These measures had been invoked by Liechtenstein, an EEA member with less potential influence than Britain. They were further reinforced by the transitional agreements of Protocol 15 (Article 5–7) of the EEA agreement, which allowed Liechtenstein to keep specific restrictions on the free movement of people until 1998.

It is hardly surprising that Liechtenstein had wanted to reduce the inflow. According to Eurostat, the immigrant population now stands at 23,000 – or 63 percent to the total, which is higher even than Luxembourg, at 32 percent.

Open Europe, on the other hand, believe that Mr Cameron should "stay clear of an 'emergency brake' on EU free movement".

An emergency brake, says this "think tank", would be targeted at flows of new EU migrants not the existing stocks, aimed at "destabilising flows". This, though, it says, remains a vague term that could mean many different things, and pinning down a precise meaning could prove incredibly tricky.

However, that is to accept the Open Europe characterisation, allowing it to frame the debate. What they skate past is the volume issue where, as we saw recently, net long-term migration to the UK was estimated to be 260,000 in the year ending June 2014, up from 182,000 in the previous 12 months.

That alone is sufficient to apply the brake, and that is a perfectly legitimate application for the measure. The real questions are how and under what circumstances it should be applied. And it is here that Open Europe have no suggestions, and only difficulties to offer.

In fact, it is indeed very difficult to apply. In a country where we have 34 million overseas visitors annually, and visa-free access from EU member states, it would not be possible to exclude visitors.

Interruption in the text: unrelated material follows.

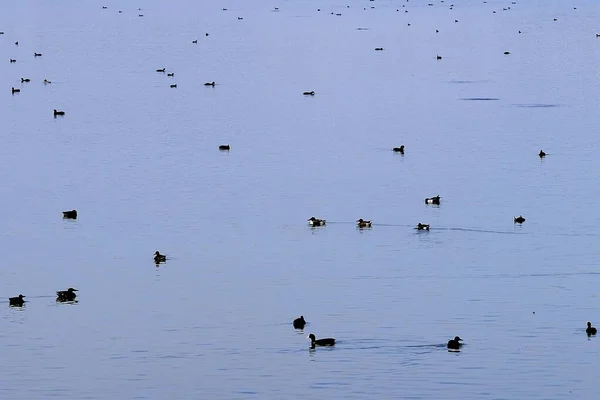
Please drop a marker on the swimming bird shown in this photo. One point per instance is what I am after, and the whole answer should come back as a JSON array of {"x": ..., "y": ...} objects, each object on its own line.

Once in the country, it would then be very difficult to exclude them from the workforce. There exclusion would be determined only by their date of entry, and there is currently no ready means of identifying when individuals entered the country. Should they apply for a National Insurance number, they would have to be given.

On that basis, an "emergency brake" would look to be unrealistic. But there again, this applies to the current state of the art. Already it is being proposed that entry and exit records are kept, whence it would be quite possible to exclude particular nationals from the legitimate workforce. Simply, they would not be issued with NI numbers.

Similarly, there is already a measure coming into force, via the Immigration Act 2014 which prevents private landlords renting accommodation to illegal immigrants.

Similarly, the government has produced a legal right to work database, which could be adapted to take on new categories of foreign nationals. Mandatory checks should reduce drastically the number of workers employed without entitlement.

Open Europe, nevertheless argue that it is very difficult to codify objective criteria for pulling an emergency brake. But that is not the case. A simple quota, to regulate the overall flow, is a perfectly objective criterion. And as long as the infrastructure is in place, it is possible to exclude individuals from specific countries.

Illegal immigrants, of course, will remain a problem, but again an improved infrastructure goes some way towards reducing the problem.

The complex adjustments, though, are worth making. The British public needs the assurance that there is a top limit on the annual inflow of immigrants, and that means having an overall limit and the means of enforcing it. 

The EEA "emergency brake" is the means of setting that limit. Enforcement is another issue, but it is solvable. Open Europe is wrong to reject the "emergency brake" option. The only problem is that we have to leave the EU to be able to use it - but that is a problem I am sure I can live with.